Condenado a 10 años por matar a un hombre con un cuchillo en Roquetas de Mar

La Audiencia Provincial de Almería ha condenado a una pena de diez años de prisión a un hombre de nacionalidad marroquí, Y.E.K., por causarle la muerte de una cuchillada a un compatriota en una pelea producida en el exterior de un club de alterne en Roquetas de Mar, el 13 de julio de 2009.

La sentencia, a la que ha tenido acceso Efe, impone la pena mínima por un delito de homicidio, dos años menos que los solicitados por el Fiscal en su informe de conclusiones definitivas, así como una indemnización de 25.000 euros para los herederos de la víctima, Said Es Said, que tenía 34 años en el momento de su muerte, en caso de ser encontrados.

Un jurado popular declaró por unanimidad al acusado, de 31 años, culpable de haber quitado la vida intencionadamente a la víctima, tras la vista oral celebrada a mediados del pasado mes de noviembre en la Sección Segunda de la Audiencia Provincial.

Según el apartado de hechos probados de la sentencia, el condenado se encontraba con la víctima, de la que era amigo, y otro individuo, en el exterior del local, cuando surgió una pelea con otras personas.

Tras formarse un altercado, entró en la cocina del establecimiento, cogió un cuchillo de dieciocho centímetros de hoja y volvió a salir dispuesto a hacer uso del mismo.

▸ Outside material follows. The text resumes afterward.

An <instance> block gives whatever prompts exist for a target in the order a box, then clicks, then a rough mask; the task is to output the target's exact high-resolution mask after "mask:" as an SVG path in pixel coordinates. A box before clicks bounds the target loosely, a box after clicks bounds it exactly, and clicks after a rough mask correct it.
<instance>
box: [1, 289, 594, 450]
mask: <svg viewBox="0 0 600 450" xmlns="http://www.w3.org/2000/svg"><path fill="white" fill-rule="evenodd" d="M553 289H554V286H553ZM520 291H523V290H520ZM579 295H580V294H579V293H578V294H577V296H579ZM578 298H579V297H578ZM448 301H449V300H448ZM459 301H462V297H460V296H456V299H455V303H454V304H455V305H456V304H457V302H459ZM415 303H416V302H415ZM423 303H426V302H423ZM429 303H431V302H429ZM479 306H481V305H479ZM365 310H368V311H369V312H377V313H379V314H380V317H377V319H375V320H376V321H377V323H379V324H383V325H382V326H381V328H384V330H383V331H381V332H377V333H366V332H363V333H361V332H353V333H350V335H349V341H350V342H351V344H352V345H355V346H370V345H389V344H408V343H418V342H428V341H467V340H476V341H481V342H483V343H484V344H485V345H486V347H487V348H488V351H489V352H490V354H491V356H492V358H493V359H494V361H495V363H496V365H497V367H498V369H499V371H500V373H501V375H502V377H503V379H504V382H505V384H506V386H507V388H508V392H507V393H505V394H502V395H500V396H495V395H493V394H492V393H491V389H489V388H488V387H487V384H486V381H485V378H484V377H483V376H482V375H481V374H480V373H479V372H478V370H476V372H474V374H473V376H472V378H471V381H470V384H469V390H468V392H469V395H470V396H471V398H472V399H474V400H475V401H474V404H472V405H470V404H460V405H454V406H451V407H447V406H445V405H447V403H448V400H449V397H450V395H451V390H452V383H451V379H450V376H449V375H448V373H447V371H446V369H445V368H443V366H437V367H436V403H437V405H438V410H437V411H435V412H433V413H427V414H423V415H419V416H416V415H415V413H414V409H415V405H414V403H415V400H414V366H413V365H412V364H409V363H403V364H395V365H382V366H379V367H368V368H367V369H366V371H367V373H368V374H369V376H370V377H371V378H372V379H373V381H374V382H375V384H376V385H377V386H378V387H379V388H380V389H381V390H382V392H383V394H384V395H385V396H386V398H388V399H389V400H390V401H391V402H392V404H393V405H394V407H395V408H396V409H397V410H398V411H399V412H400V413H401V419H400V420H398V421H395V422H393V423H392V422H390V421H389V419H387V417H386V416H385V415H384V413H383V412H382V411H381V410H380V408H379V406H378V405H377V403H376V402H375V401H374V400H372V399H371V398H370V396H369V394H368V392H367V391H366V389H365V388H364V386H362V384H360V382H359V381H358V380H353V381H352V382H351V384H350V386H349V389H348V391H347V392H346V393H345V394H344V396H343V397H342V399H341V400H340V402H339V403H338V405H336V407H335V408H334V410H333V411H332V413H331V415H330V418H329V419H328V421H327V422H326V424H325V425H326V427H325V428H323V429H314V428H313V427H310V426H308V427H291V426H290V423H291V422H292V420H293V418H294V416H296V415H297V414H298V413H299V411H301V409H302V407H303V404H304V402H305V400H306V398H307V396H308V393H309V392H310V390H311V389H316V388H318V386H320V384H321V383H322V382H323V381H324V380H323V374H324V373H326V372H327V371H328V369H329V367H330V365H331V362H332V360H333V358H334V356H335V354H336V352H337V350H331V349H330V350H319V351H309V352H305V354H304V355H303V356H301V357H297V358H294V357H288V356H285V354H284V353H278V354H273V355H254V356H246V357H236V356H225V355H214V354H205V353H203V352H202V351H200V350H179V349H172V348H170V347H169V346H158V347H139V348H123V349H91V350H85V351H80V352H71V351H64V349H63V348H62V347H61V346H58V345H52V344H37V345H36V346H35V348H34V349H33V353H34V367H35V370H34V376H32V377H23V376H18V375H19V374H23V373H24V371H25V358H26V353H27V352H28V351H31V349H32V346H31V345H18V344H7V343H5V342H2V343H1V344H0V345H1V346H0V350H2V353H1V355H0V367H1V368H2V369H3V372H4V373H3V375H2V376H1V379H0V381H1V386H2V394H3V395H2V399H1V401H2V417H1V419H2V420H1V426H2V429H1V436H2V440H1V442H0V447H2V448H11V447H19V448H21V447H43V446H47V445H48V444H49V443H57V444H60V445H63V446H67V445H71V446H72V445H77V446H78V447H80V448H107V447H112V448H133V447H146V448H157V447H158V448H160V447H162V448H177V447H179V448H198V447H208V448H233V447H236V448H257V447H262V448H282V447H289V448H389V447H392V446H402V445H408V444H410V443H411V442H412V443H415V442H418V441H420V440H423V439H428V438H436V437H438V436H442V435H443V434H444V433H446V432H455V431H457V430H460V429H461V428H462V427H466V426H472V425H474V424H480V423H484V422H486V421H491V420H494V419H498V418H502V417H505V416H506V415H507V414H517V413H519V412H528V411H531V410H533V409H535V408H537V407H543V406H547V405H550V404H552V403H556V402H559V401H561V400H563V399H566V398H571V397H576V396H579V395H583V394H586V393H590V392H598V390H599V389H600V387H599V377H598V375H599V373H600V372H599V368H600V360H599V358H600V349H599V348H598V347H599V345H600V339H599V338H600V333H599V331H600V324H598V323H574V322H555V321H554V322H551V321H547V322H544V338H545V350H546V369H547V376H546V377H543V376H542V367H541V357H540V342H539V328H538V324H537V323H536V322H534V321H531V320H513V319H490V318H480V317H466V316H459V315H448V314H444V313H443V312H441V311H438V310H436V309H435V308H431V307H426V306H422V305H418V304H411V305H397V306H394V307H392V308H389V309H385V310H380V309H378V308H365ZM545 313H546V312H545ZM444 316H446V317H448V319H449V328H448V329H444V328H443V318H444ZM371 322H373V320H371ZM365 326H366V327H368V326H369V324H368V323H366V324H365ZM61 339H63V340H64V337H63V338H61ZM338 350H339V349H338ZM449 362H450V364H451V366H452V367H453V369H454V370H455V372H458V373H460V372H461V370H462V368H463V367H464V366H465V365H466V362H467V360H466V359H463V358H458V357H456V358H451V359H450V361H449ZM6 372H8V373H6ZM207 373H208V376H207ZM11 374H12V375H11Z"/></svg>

En ese momento, se cruzó con la víctima, a la que le clavó el cuchillo "de manera violenta"en el abdomen, lo que le causó una hemorragia interna aguda y la muerte por shock hipovolémico.

El jurado rechazó que Y.E.K. matara a la víctima sin querer al ser rociado en los ojos con un espray, algo que negó durante el juicio una testigo, que declaró "de manera clara y sin ambigüedades"que pudo ver cómo el acusado "dirigiéndose a Es Said le dio la mortal puñalada".

El jurado también tuvo en cuenta la prueba pericial médico forense, que estableció "la fuerza del acontecimiento representada por la penetración de la hoja del cuchillo en el cuerpo por longitud superior a la medida de la misma", así como la prueba de ADN realizada por la Policía Judicial.

Tras la vista oral, el fiscal modificó la calificación de los hechos de asesinato a homicidio y rebajó su petición de pena de diecisiete a doce años de prisión. La defensa, ejercida por el abogado Enrique Aguilera, interesó tras el veredicto la pena mínima por un delito de homicidio, diez años, la finalmente impuesta.

Los hechos sucedieron en el exterior de un local situado en la calle Orotava, del barrio Cortijos de Marín de Roquetas de Mar, en la madrugada del 13 de julio de 2009. Al lugar se trasladaron, tras el aviso de un particular, agentes de la Guardia Civil y de la Policía Local, además de efectivos sanitarios del 061, que no pudieron hacer nada por salvar la vida de la víctima, y el acusado fue detenido horas después por la Guardia Civil.